The agreement included an offset clause, which stated that of the total 7.8 billion euros, France would invest 20% into local production of the Rafale components to further the Make-in-India initiative and 30% will go into various aeronautical and military research programmes in India.
Out of around 75 firms listed under the offset clause, the makers of Rafale, Dassault Aviation, was allowed to choose any company it wants for France to invest the said amount, the deal stated.

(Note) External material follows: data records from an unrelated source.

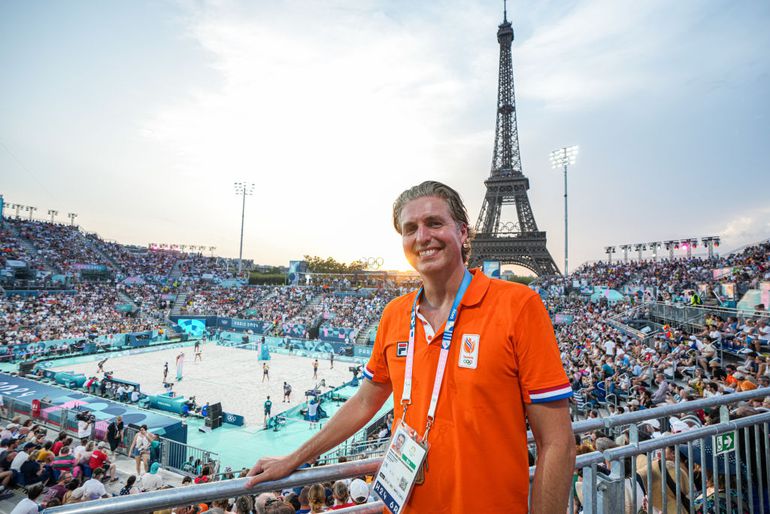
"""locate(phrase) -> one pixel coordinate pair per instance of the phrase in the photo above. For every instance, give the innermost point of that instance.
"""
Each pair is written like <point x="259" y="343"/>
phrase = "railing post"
<point x="610" y="492"/>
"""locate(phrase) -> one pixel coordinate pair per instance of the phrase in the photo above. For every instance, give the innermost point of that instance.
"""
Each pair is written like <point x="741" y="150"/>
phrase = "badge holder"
<point x="402" y="467"/>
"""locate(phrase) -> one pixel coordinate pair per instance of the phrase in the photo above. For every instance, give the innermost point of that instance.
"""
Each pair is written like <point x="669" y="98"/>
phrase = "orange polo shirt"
<point x="478" y="459"/>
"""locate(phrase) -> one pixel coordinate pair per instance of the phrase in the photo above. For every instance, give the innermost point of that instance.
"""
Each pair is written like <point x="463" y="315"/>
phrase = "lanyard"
<point x="446" y="341"/>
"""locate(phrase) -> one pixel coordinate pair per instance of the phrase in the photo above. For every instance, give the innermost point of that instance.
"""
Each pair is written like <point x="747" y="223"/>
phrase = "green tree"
<point x="317" y="264"/>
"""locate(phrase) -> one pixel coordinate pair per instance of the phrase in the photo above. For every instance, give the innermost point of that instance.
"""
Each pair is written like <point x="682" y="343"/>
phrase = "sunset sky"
<point x="139" y="116"/>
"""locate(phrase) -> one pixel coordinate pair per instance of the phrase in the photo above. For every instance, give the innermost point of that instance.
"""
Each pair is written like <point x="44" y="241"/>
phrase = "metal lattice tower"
<point x="510" y="242"/>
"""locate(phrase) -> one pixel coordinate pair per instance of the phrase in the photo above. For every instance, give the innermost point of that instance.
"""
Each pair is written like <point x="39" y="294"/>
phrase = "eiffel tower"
<point x="510" y="242"/>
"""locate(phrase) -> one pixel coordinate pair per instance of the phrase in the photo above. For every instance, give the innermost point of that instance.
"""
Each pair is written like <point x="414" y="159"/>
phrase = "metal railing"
<point x="632" y="418"/>
<point x="694" y="316"/>
<point x="356" y="450"/>
<point x="156" y="500"/>
<point x="605" y="475"/>
<point x="713" y="467"/>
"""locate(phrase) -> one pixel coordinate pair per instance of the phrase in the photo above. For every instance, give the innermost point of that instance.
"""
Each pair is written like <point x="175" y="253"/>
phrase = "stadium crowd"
<point x="613" y="369"/>
<point x="65" y="470"/>
<point x="90" y="312"/>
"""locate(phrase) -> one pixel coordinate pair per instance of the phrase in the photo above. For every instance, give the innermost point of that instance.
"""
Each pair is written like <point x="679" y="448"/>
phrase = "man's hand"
<point x="271" y="468"/>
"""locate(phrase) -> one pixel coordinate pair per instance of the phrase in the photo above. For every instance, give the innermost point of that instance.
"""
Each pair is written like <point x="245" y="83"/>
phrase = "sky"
<point x="139" y="117"/>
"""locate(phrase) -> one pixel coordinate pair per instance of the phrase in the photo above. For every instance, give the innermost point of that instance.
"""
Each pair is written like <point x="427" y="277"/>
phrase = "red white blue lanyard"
<point x="446" y="342"/>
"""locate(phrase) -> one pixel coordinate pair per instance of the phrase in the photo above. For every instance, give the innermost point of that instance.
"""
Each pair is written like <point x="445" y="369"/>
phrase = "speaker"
<point x="25" y="367"/>
<point x="215" y="410"/>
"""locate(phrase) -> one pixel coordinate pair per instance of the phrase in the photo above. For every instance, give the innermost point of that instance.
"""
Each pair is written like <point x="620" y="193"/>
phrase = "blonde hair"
<point x="446" y="193"/>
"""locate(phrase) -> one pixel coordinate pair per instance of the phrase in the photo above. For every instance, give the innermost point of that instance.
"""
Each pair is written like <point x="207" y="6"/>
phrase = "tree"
<point x="317" y="264"/>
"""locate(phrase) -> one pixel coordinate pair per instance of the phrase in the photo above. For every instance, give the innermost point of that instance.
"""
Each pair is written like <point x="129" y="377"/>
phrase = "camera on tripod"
<point x="85" y="416"/>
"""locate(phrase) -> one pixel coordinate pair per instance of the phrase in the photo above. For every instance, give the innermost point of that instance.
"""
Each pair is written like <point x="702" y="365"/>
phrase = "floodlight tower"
<point x="640" y="248"/>
<point x="243" y="189"/>
<point x="562" y="158"/>
<point x="711" y="242"/>
<point x="17" y="207"/>
<point x="671" y="246"/>
<point x="609" y="250"/>
<point x="654" y="247"/>
<point x="625" y="249"/>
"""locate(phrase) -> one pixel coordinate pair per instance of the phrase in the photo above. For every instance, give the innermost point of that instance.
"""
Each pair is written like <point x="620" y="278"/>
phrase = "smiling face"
<point x="431" y="238"/>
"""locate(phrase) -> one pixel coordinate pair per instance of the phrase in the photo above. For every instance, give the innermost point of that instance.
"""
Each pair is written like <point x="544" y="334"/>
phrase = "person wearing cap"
<point x="152" y="480"/>
<point x="341" y="496"/>
<point x="21" y="457"/>
<point x="359" y="491"/>
<point x="655" y="495"/>
<point x="93" y="488"/>
<point x="100" y="459"/>
<point x="502" y="352"/>
<point x="29" y="504"/>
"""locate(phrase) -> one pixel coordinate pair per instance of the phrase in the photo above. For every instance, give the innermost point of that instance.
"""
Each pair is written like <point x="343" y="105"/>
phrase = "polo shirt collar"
<point x="477" y="288"/>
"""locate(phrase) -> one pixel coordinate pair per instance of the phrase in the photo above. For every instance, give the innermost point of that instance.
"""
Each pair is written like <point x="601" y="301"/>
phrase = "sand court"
<point x="230" y="375"/>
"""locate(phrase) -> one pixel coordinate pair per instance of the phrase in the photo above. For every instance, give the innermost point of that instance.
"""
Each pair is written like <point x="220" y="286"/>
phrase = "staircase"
<point x="96" y="247"/>
<point x="179" y="302"/>
<point x="175" y="272"/>
<point x="31" y="250"/>
<point x="316" y="301"/>
<point x="363" y="335"/>
<point x="127" y="299"/>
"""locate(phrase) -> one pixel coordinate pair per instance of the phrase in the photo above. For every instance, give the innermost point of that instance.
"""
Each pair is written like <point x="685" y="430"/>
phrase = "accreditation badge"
<point x="400" y="468"/>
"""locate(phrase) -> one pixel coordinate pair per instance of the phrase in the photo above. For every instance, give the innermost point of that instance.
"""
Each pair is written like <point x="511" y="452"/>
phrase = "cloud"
<point x="747" y="228"/>
<point x="604" y="50"/>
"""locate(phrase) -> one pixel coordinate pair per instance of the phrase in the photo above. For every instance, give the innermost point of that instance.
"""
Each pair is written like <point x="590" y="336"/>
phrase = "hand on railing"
<point x="271" y="468"/>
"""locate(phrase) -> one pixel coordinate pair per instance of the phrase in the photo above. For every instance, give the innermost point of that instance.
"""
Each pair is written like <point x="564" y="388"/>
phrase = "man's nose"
<point x="423" y="233"/>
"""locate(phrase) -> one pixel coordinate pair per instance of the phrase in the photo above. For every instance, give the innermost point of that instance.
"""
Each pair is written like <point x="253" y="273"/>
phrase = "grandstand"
<point x="662" y="355"/>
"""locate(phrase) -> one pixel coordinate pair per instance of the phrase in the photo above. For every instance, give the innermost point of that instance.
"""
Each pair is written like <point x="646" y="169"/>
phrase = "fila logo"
<point x="469" y="351"/>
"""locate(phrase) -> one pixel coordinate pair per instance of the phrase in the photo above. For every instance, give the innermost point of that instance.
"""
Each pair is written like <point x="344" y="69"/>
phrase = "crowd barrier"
<point x="693" y="317"/>
<point x="170" y="454"/>
<point x="741" y="445"/>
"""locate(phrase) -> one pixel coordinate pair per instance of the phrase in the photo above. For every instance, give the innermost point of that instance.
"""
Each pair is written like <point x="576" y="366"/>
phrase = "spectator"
<point x="94" y="488"/>
<point x="152" y="480"/>
<point x="341" y="496"/>
<point x="29" y="505"/>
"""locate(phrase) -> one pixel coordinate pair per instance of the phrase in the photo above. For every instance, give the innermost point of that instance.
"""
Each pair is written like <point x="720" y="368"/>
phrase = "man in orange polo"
<point x="502" y="370"/>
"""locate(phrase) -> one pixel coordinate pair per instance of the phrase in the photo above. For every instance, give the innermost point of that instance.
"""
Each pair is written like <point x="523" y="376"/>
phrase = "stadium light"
<point x="243" y="189"/>
<point x="17" y="207"/>
<point x="562" y="158"/>
<point x="640" y="247"/>
<point x="609" y="250"/>
<point x="625" y="249"/>
<point x="654" y="247"/>
<point x="711" y="242"/>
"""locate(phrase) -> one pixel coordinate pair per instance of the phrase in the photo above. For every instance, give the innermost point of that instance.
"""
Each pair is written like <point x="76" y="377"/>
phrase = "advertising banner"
<point x="764" y="294"/>
<point x="293" y="276"/>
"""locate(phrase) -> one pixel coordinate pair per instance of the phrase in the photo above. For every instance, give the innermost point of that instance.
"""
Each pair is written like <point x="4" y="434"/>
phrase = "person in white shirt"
<point x="28" y="504"/>
<point x="94" y="488"/>
<point x="21" y="457"/>
<point x="84" y="429"/>
<point x="152" y="481"/>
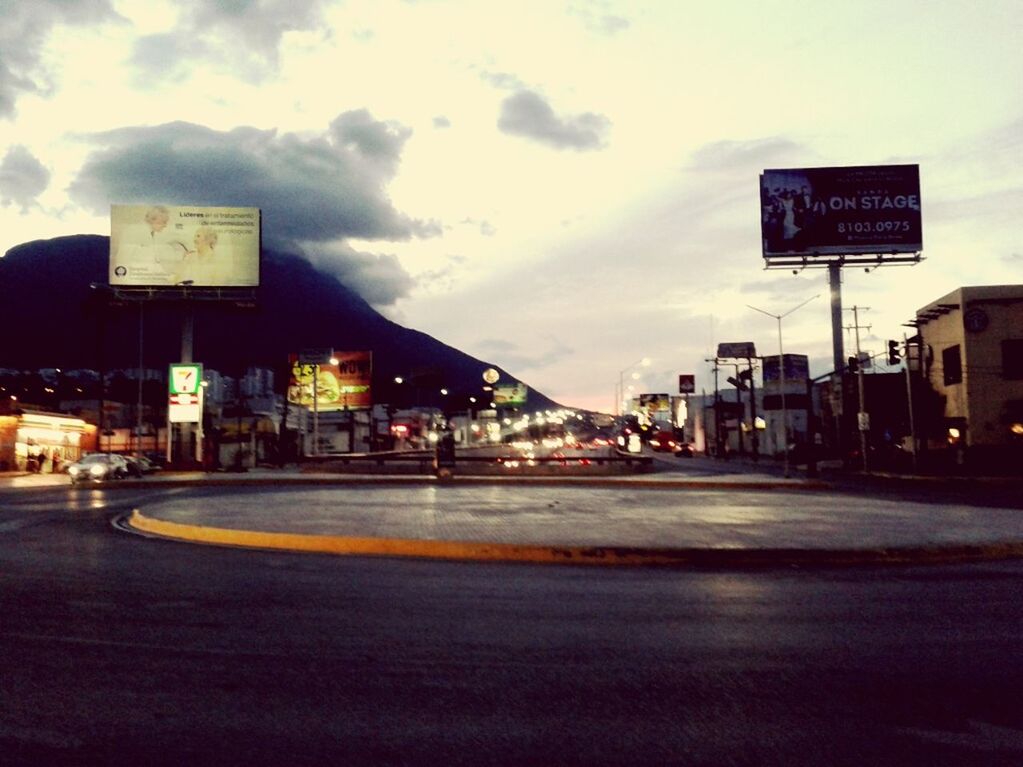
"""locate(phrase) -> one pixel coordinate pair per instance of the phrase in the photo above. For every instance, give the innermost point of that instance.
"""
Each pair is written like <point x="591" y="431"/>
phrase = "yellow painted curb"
<point x="432" y="549"/>
<point x="512" y="552"/>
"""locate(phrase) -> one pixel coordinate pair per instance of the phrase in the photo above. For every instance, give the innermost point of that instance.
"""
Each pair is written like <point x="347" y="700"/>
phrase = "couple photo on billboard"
<point x="184" y="245"/>
<point x="856" y="210"/>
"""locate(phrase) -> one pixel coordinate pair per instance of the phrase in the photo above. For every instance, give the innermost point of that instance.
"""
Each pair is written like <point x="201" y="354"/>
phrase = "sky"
<point x="562" y="188"/>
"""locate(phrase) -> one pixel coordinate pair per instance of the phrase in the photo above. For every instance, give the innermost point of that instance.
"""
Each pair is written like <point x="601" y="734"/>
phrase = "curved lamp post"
<point x="620" y="393"/>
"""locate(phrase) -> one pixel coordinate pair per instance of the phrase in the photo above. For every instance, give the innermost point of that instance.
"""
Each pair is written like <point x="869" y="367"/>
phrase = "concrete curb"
<point x="589" y="555"/>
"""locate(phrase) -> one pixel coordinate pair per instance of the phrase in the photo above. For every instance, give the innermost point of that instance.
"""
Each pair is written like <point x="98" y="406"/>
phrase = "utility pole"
<point x="862" y="418"/>
<point x="908" y="396"/>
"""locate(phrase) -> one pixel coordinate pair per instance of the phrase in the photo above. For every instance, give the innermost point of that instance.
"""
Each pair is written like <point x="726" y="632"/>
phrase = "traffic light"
<point x="893" y="353"/>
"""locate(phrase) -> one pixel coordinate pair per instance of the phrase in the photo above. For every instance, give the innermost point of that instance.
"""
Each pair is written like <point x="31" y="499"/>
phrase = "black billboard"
<point x="864" y="210"/>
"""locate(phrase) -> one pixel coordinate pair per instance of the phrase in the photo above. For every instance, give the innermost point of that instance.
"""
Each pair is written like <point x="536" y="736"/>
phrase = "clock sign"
<point x="975" y="320"/>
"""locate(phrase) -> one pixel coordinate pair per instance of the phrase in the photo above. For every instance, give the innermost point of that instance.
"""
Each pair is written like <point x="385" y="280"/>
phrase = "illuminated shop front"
<point x="25" y="434"/>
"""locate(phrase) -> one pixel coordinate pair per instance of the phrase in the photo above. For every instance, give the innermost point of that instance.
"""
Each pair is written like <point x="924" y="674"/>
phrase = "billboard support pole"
<point x="835" y="282"/>
<point x="838" y="347"/>
<point x="187" y="343"/>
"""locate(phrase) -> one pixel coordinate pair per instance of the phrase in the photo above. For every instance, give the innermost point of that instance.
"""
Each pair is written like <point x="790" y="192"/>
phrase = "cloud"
<point x="312" y="189"/>
<point x="380" y="279"/>
<point x="526" y="114"/>
<point x="23" y="34"/>
<point x="486" y="228"/>
<point x="502" y="80"/>
<point x="756" y="154"/>
<point x="372" y="139"/>
<point x="23" y="178"/>
<point x="239" y="36"/>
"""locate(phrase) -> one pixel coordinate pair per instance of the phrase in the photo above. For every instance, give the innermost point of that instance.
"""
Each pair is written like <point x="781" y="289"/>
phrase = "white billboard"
<point x="184" y="245"/>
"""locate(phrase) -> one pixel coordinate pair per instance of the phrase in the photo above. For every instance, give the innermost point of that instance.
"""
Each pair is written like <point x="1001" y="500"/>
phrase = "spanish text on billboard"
<point x="152" y="245"/>
<point x="341" y="387"/>
<point x="841" y="211"/>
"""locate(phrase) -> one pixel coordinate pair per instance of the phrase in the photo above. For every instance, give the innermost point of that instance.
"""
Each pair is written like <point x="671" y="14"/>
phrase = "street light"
<point x="781" y="367"/>
<point x="620" y="392"/>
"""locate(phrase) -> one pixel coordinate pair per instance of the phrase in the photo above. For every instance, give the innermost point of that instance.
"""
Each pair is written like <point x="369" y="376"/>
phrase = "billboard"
<point x="153" y="245"/>
<point x="741" y="350"/>
<point x="184" y="393"/>
<point x="345" y="386"/>
<point x="863" y="210"/>
<point x="797" y="372"/>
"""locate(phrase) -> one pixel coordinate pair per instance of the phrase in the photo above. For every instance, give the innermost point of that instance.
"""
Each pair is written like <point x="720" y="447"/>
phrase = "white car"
<point x="98" y="467"/>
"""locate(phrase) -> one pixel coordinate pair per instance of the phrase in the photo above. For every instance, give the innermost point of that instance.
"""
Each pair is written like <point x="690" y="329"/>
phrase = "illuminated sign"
<point x="345" y="386"/>
<point x="184" y="245"/>
<point x="861" y="210"/>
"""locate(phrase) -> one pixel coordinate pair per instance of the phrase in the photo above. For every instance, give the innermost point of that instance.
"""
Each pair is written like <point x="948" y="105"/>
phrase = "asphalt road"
<point x="117" y="649"/>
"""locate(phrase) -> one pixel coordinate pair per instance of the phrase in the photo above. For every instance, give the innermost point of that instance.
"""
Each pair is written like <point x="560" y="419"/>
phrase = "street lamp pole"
<point x="781" y="367"/>
<point x="645" y="362"/>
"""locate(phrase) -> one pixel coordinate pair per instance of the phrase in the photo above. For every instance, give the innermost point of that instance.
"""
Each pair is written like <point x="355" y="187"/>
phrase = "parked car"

"Yes, of course. We will see how we can carry forward with the 'Make in India' initiative. We are open to manufacturing Rafales in India" Dassault CEO
India Begins Manufacturing Parts for Rafale Fighter Jets in Nagpur
At present, French manufacturers are executing the order for 36 jets and investing 50% of the €7.8 billion contract price in the Indian aerospace and defense sectors as part of the offsets clause, with a factory in partnership with Reliance Defence at Nagpur also geared to produce the Falcon executive jets.
The Nagpur facility of Dassault Reliance Aerospace Limited (DRAL) was initially making only cockpits for the French manufacturer’s Falcon business jets, besides other parts. The facility was only meant to manufacture components for Falcon jets and not for the Rafale jets.
The first set of doors that cover the twin engines of the fighter jets has come out of the Nagpur facility, which is a joint venture of Anil Ambani’s Reliance Defence and French firm Dassault Aviation.
HAL back on Rafale Radar talks on for making jets in India
French aircraft manufacturer Dassault and state-owned Hindustan Aeronautics Limited (HAL) have worked most recently on a $2.1 b deal to upgrade IAF’s Mirage 2000 fleet.
While the contours of a possible partnership have not been finalized, those detailed discussions have taken place on how HAL facilities and expertise could be used for the next round of localization when more jets.